Production-ready LLM inference server with dynamic model loading, intelligent caching, streaming support, and OpenAI-compatible API.
Supports multiple backends (vLLM, Transformers, llama.cpp), automatic model management with TTL-based unloading, and zero-configuration model switching, all controlled via API parameters.

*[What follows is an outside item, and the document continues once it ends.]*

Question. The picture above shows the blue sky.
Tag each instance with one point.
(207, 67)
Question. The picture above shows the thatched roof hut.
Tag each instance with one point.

This project was born out of frustration with existing LLM inference solutions:
The Problem:
- Ollama's slow model loading - Every model switch meant waiting minutes for models to load, killing productivity during development and experimentation
- Single backend limitations - Existing solutions force you to choose one backend, but different formats have different strengths:
- GGUF quantized models for memory efficiency
- SafeTensors for production GPU inference
- Different quantization levels for different use cases
- Installation overhead - Want to try a new model format? Install another entire backend system, configure it, manage dependencies...
The Solution:
This server gives you all backends in one place with instant model switching. Load a GGUF model with llama.cpp, switch to a SafeTensors model with vLLM, then try a CPU model with Transformers, all through the same API, no restarts, no configuration files.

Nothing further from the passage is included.